The Government of Canada’s quiet release of “GC Wallet,” a digital credentials app on the Google Play Store, has raised questions about whether the Carney Liberals are preparing to mandate digital IDs.
The app, developed by Employment and Social Development Canada, promises a “secure and convenient way to store and access your official digital credentials, such as temporary visas or digital personnel licenses,” with encrypted, offline QR-code sharing.
"They have also cancelled an industry RFP process," said Justin Trudeau's brother Kyle Kemper on X.
Officials insist it remains a limited pilot for approved participants only. Critics warn that digital IDs concentrate vast personal data—biometrics, travel history, health status—in centralized or federated databases that become irresistible targets for hackers and state surveillance (Electronic Frontier Foundation 2024; Privacy International 2023).

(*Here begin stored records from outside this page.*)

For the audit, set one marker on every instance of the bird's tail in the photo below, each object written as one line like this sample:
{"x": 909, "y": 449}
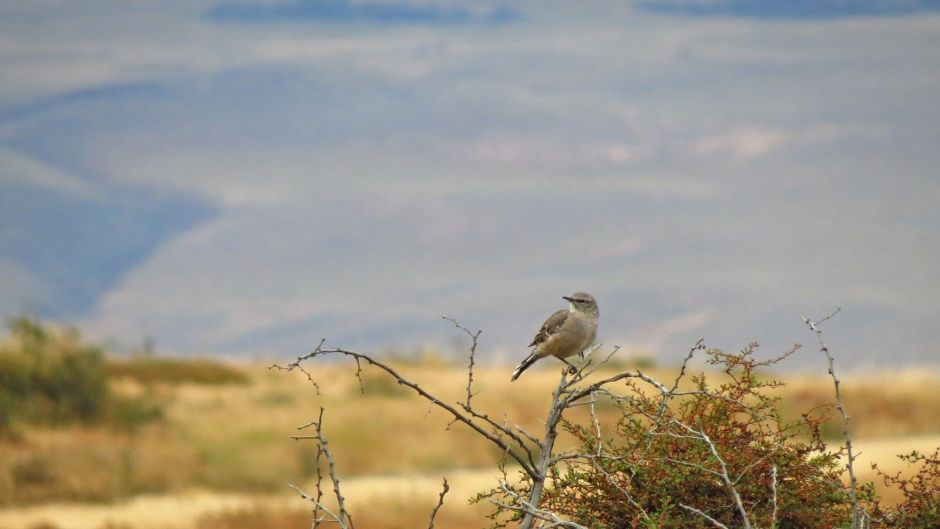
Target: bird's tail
{"x": 525, "y": 364}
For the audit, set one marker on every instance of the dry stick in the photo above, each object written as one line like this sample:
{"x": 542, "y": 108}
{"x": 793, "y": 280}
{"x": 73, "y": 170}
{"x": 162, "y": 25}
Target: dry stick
{"x": 702, "y": 514}
{"x": 773, "y": 487}
{"x": 505, "y": 429}
{"x": 526, "y": 465}
{"x": 440, "y": 503}
{"x": 545, "y": 456}
{"x": 342, "y": 517}
{"x": 474, "y": 340}
{"x": 846, "y": 420}
{"x": 725, "y": 477}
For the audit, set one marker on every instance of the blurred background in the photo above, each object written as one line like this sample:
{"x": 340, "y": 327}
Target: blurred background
{"x": 238, "y": 179}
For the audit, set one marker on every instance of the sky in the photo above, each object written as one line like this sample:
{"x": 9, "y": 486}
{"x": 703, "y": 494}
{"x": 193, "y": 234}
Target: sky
{"x": 247, "y": 177}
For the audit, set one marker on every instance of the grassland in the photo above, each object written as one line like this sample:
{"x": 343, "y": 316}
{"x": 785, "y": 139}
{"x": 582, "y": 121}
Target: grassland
{"x": 221, "y": 457}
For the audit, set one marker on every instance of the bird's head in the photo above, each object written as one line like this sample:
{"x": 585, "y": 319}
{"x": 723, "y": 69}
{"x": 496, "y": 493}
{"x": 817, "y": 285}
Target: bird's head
{"x": 582, "y": 302}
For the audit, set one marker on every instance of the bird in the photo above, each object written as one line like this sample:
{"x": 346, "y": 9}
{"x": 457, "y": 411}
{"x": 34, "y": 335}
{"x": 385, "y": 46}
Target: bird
{"x": 564, "y": 333}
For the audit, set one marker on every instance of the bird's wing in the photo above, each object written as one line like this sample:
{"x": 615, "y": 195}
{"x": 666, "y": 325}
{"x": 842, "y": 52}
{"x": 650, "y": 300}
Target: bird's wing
{"x": 550, "y": 327}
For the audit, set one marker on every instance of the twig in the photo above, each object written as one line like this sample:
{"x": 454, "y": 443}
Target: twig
{"x": 468, "y": 420}
{"x": 440, "y": 503}
{"x": 702, "y": 514}
{"x": 724, "y": 471}
{"x": 773, "y": 488}
{"x": 342, "y": 516}
{"x": 474, "y": 340}
{"x": 846, "y": 420}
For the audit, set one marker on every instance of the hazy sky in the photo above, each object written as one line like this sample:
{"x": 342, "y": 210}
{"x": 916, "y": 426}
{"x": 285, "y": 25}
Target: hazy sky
{"x": 248, "y": 177}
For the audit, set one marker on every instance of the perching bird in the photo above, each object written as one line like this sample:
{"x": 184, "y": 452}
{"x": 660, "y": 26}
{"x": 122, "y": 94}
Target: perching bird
{"x": 565, "y": 333}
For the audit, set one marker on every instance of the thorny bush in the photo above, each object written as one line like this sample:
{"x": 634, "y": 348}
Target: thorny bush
{"x": 681, "y": 459}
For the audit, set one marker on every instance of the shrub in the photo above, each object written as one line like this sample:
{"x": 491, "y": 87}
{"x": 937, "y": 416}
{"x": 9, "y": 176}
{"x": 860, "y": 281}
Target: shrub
{"x": 667, "y": 462}
{"x": 175, "y": 371}
{"x": 921, "y": 506}
{"x": 52, "y": 376}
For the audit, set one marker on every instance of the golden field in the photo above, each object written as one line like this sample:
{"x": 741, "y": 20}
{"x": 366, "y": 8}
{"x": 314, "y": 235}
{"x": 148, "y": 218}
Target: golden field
{"x": 222, "y": 456}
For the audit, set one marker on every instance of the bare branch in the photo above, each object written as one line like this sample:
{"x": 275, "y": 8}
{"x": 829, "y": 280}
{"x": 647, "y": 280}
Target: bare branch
{"x": 440, "y": 503}
{"x": 474, "y": 340}
{"x": 715, "y": 522}
{"x": 773, "y": 488}
{"x": 341, "y": 517}
{"x": 468, "y": 420}
{"x": 857, "y": 510}
{"x": 724, "y": 471}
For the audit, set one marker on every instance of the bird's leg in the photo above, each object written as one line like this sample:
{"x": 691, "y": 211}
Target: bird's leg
{"x": 571, "y": 368}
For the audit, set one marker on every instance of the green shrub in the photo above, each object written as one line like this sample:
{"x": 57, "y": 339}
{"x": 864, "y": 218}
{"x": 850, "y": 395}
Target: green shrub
{"x": 51, "y": 376}
{"x": 147, "y": 369}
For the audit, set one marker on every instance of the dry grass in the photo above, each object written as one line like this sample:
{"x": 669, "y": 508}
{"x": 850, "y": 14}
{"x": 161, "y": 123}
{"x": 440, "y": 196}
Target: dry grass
{"x": 234, "y": 440}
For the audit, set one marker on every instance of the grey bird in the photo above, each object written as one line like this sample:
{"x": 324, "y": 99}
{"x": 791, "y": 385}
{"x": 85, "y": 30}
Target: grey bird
{"x": 565, "y": 333}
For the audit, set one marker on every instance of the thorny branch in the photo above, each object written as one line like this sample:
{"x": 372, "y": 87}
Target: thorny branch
{"x": 536, "y": 456}
{"x": 341, "y": 517}
{"x": 857, "y": 511}
{"x": 440, "y": 503}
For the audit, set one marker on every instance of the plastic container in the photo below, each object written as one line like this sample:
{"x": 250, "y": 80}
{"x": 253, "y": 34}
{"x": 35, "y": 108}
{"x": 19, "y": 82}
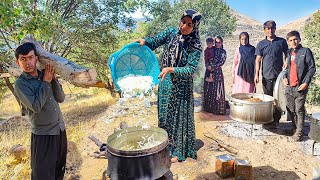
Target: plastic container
{"x": 134, "y": 59}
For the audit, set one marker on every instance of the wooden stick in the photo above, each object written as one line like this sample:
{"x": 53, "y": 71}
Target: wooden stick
{"x": 223, "y": 145}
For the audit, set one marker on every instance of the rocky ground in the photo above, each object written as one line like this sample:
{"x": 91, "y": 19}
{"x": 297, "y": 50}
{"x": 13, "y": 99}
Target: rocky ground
{"x": 272, "y": 154}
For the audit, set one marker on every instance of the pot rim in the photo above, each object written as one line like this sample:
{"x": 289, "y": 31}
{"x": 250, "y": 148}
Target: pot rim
{"x": 137, "y": 153}
{"x": 132, "y": 154}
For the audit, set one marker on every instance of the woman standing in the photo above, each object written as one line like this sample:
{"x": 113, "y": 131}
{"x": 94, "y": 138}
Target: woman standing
{"x": 214, "y": 93}
{"x": 175, "y": 99}
{"x": 243, "y": 66}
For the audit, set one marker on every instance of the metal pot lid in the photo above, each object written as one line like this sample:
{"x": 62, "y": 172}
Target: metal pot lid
{"x": 279, "y": 92}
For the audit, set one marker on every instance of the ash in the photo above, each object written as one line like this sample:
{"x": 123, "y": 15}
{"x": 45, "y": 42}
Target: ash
{"x": 245, "y": 131}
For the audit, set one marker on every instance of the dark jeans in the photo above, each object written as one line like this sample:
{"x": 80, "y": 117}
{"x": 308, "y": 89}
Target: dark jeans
{"x": 295, "y": 108}
{"x": 268, "y": 86}
{"x": 48, "y": 156}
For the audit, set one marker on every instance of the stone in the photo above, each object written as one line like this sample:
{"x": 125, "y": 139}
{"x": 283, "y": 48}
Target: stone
{"x": 316, "y": 149}
{"x": 316, "y": 174}
{"x": 307, "y": 146}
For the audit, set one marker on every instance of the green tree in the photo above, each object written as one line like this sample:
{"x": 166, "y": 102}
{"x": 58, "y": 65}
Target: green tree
{"x": 312, "y": 40}
{"x": 84, "y": 31}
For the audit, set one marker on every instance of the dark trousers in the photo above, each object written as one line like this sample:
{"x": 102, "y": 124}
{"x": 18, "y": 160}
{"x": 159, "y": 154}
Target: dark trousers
{"x": 295, "y": 108}
{"x": 48, "y": 156}
{"x": 268, "y": 86}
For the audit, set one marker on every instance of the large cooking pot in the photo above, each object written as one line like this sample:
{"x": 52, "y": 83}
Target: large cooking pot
{"x": 138, "y": 153}
{"x": 251, "y": 112}
{"x": 314, "y": 132}
{"x": 258, "y": 112}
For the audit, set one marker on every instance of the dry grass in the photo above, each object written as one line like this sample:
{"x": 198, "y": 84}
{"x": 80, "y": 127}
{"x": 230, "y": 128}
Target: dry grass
{"x": 81, "y": 106}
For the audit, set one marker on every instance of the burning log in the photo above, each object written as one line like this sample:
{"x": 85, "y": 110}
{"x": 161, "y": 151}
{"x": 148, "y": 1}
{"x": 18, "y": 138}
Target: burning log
{"x": 221, "y": 144}
{"x": 69, "y": 71}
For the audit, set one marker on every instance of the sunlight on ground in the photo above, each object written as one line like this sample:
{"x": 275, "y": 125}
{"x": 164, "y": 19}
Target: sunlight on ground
{"x": 81, "y": 106}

Many systems quietly “phone home” each time a credential is presented, allowing real-time tracking of citizens’ movements and transactions without meaningful consent or judicial oversight (American Civil Liberties Union 2025; The Guardian 2024).
Weak or nonexistent data-minimization rules permit routine sharing with police and corporations (Center for Democracy & Technology 2024; Reuters Aadhaar leaks 2023–2025), while mandatory adoption excludes people lacking smartphones or stable addresses, widening inequality (World Bank ID4D 2024; Human Rights Watch 2025). Far from neutral tools, these systems risk transforming everyday life into a permanent digital checkpoint.
The GC Wallet launch also renews scrutiny of Ottawa’s troubled history delivering functional apps. The controversial $54-million ArriveCAN application, plagued by glitches, cost overruns and mandatory-use scandals, remains a cautionary example of federal digital-project failures.
No timeline for broader GC Wallet rollout has been provided.